What Is in the Proposal
More detailed analysis will be available as time progresses; this is meant to introduce you to the full proposal. Also, please join the discussion to learn more about the corporate proposal and how your credit union may want to respond (note the discount for Credit Unions Rising participants). The following is a brief summary of the key changes to the existing corporate rule.
|4% minimum “leverage” ratio
||5% minimum “leverage” ratio
|4% tier one risk-based capital ratio
||6% tier one risk-based capital ratio
|8% total risk-based capital ratio
||10% total risk-based capital ratio
|45 basis points of retained earnings after three years
|100 bps of retained earnings after 6 years
||150 bps of retained earnings after 6 years
|200 bps of retained earnings after 10 years
||250 bps of retained earnings after 10 years
- Failure to meet the three minimum capital ratios triggers a capital restoration plan.
- Failure to meet retained earnings milestones triggers compliance with retained earnings accumulation plan.
- Investing in collateralized debt obligations (CDOs) and net interest margin (NIM) securities is prohibited.
- 90% of all investments must have been rated by at least two Nationally Recognized Statistical Rating Organizations (NRSRO). “A-” is the lowest possible rating (taken from the lower of the NRSRO ratings required) for corporate with expanded investment authority. To qualify for expanded investment authority, the corporate must maintain greater than a 6% leverage ratio.
- Imposes concentration limits by investment sector, generally the lower of 500% of capital or 25% of assets for more risky sectors, and the lower of 1000% capital or 50% of assets for less risky sectors.
- Corporate credit unions must perform Net Economic Value (NEV) modeling by shocking rates by up to 300 bps.
- Average life span between assets and liabilities is dependent on capital levels and the NEV modeling, but generally the range will be between a 2 and 4 month difference.
- Prohibits accepting investments from any entity that would put that entity’s total investments over 10% of the corporate moving daily average net assets.
- Corporate board members must be either a CEO, CFO, or COO.
- Board members are limited to six consecutive years of board service.
- Rules for board members apply during (re)election, not to sitting board members.
- The corporate credit union must annually disclose compensation to senior executive officers and directors.
- Prohibits gold parachutes, defined as “payments made to an institution affiliated party (IAP) that are contingent on the termination of that person’s employment and received when the corporate making the payment is either troubled, undercapitalized, or insolvent.”
What’s Not in the Proposal
- A plan to deal with current investment and OTTI losses.

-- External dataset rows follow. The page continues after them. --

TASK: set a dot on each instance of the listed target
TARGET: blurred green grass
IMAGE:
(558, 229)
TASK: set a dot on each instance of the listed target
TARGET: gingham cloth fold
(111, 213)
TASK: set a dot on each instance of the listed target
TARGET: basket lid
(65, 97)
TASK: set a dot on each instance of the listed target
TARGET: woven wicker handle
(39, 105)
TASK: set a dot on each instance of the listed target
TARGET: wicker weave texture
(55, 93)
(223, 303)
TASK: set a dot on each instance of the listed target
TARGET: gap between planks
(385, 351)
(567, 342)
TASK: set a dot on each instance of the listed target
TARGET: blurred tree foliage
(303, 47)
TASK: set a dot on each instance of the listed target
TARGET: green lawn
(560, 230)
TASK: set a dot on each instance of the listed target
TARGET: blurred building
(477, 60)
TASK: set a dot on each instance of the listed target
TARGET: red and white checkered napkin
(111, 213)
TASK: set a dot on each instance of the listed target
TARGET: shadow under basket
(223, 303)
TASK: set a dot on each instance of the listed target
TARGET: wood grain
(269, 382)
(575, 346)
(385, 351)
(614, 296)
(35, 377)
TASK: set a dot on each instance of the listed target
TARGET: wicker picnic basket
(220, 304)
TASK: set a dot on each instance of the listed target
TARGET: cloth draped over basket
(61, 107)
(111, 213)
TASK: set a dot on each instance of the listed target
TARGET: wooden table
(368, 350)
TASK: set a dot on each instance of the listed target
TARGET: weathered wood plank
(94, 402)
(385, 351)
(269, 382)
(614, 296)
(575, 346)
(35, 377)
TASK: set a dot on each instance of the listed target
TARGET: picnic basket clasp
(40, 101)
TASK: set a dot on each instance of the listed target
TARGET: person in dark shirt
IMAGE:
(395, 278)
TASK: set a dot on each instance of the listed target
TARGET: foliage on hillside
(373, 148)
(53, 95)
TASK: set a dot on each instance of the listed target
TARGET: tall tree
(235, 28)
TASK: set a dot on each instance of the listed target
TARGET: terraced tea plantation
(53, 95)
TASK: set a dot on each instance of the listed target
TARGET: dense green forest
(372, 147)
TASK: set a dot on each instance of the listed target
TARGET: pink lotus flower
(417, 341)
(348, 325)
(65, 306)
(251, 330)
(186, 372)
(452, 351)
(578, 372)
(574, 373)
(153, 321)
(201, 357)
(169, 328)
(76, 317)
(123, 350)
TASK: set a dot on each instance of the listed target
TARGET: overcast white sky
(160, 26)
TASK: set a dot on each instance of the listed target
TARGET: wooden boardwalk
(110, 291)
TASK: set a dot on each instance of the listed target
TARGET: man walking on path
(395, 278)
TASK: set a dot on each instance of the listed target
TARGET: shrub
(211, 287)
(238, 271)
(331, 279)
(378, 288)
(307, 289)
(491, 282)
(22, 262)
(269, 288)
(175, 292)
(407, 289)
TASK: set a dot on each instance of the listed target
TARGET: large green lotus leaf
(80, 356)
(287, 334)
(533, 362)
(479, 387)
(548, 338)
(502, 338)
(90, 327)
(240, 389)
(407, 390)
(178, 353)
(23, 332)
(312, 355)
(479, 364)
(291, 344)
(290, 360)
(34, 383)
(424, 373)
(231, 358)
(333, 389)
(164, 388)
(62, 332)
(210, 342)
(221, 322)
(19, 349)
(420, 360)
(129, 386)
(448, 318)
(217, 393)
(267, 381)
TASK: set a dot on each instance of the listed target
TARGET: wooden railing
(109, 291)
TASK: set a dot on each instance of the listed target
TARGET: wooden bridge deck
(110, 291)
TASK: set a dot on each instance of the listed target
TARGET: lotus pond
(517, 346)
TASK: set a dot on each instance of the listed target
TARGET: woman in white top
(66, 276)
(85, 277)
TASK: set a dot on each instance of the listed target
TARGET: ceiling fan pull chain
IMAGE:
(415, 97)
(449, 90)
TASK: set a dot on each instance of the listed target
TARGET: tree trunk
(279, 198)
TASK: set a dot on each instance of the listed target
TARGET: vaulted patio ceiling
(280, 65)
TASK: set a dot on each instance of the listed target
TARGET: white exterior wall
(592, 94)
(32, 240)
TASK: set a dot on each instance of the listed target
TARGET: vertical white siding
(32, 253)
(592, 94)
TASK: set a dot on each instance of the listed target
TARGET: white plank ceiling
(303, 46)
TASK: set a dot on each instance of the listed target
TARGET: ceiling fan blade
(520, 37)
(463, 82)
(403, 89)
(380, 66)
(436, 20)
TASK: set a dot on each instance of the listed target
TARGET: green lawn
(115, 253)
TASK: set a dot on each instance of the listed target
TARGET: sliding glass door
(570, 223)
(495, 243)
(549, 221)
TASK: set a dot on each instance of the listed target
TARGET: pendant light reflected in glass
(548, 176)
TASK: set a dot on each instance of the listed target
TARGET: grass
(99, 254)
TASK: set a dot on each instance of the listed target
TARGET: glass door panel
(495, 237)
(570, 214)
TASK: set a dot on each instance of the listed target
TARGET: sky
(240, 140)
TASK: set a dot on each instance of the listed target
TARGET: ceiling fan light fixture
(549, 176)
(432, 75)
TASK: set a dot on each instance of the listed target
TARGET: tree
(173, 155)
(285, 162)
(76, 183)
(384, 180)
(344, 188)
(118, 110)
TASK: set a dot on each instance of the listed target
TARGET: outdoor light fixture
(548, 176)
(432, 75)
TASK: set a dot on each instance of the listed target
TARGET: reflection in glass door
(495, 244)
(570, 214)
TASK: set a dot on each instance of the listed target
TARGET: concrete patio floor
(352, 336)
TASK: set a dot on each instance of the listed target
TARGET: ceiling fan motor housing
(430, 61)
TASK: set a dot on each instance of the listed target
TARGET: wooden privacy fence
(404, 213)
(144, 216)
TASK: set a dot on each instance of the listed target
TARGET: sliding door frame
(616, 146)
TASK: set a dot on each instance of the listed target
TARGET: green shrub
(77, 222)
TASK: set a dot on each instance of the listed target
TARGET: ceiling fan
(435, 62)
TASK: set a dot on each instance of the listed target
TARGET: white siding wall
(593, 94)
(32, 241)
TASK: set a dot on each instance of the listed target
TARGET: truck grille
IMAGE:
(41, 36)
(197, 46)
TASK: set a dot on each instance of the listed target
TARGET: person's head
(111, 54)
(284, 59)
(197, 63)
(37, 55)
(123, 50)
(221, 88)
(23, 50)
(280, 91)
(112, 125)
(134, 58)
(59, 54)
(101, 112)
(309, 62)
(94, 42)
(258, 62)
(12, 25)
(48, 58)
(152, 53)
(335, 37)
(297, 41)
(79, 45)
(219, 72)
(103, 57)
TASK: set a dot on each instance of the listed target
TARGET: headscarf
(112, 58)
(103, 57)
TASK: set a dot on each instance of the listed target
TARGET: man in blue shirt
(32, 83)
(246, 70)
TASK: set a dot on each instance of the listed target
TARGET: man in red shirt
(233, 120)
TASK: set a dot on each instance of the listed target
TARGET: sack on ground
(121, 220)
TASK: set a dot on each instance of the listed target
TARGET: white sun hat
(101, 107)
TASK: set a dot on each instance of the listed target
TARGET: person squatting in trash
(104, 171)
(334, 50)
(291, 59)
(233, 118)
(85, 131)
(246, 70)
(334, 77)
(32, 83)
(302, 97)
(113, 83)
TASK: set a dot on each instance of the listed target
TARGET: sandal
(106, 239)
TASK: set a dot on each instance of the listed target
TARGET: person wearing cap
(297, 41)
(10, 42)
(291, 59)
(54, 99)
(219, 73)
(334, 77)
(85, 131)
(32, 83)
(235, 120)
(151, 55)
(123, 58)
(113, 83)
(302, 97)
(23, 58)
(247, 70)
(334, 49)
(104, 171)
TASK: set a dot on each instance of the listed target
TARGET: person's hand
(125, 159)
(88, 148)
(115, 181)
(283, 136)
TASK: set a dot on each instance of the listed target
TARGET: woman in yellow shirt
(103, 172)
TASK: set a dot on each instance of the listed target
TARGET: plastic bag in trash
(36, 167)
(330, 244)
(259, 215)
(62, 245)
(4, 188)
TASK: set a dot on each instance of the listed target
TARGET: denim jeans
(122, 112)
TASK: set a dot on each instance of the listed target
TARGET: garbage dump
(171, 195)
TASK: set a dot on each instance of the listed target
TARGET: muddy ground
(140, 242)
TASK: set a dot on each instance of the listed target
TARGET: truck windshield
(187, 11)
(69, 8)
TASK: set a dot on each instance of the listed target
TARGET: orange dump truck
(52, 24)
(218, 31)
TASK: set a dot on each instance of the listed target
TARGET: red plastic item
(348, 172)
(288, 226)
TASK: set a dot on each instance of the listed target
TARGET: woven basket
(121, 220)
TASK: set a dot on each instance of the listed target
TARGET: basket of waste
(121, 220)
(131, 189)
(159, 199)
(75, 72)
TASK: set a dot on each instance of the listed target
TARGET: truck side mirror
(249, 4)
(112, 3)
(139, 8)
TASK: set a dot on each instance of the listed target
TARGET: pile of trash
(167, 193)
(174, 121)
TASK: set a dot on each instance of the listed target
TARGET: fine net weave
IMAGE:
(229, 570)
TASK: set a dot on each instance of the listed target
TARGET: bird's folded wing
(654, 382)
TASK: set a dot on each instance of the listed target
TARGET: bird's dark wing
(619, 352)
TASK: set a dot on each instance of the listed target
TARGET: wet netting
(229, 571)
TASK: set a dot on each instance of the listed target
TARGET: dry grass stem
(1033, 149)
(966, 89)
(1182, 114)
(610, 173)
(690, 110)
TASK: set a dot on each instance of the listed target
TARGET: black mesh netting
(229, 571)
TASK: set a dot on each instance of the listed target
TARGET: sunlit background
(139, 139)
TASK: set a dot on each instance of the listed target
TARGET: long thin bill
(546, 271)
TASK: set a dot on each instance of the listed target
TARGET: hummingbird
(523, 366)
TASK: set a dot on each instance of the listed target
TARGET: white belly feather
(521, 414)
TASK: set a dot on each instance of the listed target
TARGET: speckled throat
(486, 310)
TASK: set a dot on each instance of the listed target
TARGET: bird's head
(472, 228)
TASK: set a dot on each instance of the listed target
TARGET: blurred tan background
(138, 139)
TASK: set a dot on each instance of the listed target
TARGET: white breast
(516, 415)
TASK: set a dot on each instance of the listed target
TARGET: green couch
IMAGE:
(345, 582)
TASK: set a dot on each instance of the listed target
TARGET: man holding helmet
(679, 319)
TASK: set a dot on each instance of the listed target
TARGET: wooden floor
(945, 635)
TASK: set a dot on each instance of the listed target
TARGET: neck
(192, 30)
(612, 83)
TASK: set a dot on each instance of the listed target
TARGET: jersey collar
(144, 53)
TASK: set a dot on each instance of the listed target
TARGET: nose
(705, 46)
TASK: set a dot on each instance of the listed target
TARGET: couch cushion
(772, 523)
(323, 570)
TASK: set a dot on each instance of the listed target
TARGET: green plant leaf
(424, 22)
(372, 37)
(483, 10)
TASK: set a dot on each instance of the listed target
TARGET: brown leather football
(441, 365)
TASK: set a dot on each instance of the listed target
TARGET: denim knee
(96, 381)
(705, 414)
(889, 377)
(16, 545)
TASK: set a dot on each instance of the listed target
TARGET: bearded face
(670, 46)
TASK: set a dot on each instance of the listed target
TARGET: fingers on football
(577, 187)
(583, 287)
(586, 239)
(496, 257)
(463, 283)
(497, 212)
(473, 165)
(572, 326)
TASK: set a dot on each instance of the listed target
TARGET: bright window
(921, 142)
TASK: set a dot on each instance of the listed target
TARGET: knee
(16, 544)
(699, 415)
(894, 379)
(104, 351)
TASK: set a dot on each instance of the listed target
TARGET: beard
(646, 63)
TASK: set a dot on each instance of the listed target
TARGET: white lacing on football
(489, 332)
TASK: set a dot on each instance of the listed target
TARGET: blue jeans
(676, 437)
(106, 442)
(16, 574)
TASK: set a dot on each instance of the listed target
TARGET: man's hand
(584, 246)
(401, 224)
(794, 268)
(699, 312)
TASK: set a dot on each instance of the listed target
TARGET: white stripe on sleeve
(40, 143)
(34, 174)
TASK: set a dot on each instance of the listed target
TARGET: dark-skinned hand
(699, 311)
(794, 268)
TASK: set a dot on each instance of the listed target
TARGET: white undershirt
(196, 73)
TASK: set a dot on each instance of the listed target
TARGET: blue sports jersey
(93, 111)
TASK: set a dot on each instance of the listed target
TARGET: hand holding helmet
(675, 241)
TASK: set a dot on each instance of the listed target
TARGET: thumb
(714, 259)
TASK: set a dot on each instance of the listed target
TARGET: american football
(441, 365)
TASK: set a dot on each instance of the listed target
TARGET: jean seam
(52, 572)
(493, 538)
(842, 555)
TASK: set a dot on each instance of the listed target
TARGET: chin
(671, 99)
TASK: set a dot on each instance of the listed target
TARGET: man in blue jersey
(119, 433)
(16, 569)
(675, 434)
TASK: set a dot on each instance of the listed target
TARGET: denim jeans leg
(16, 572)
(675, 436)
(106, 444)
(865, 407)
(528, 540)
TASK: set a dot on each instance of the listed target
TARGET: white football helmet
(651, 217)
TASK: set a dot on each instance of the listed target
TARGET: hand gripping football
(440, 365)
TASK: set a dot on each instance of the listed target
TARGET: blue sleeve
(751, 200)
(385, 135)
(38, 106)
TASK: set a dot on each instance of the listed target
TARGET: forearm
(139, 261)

As Hyland explained, “Legacy assets are the 800 pound gorilla in the room.” The board stressed, however, that selling these assets in the current environment is not an option. The challenge, as they saw it, was separating these troubled assets from corporate books.
- Discussion of how these rules enhance the corporate system’s ability to compete, specifically in regards to function as a lending and investment vehicle. Justification of the new proposals thus far relies on general assertions of “safety and soundness.” Each corporate will likely be releases assessments regarding their ability to build retained earnings under this new set of regulations.
- A clear vision for the corporate system. This absence of vision was signified by the lack of discussion at the meeting itself, and as Matz explained, “We’ve made a point of ensuring the proposed rule is not prescriptive.” This statement was made specifically in reference to the number of corporate credit unions and the services to be offered by corporate, and that these decisions will be up to credit unions. The final corporate system will be comprised of those corporates that a) survive these additional rules and b) are selected by NPCUs to be (re)capitalized.
This is an opportunity (or mandate depending on your perspective) for your credit union to determine the future of the corporate system. The process begins with this 90 day comment period. After the finalized set of rules is passed, each credit unions will decide if and how to capitalize the corporate system.
What would be the kind of corporate that would cause your credit union to invest?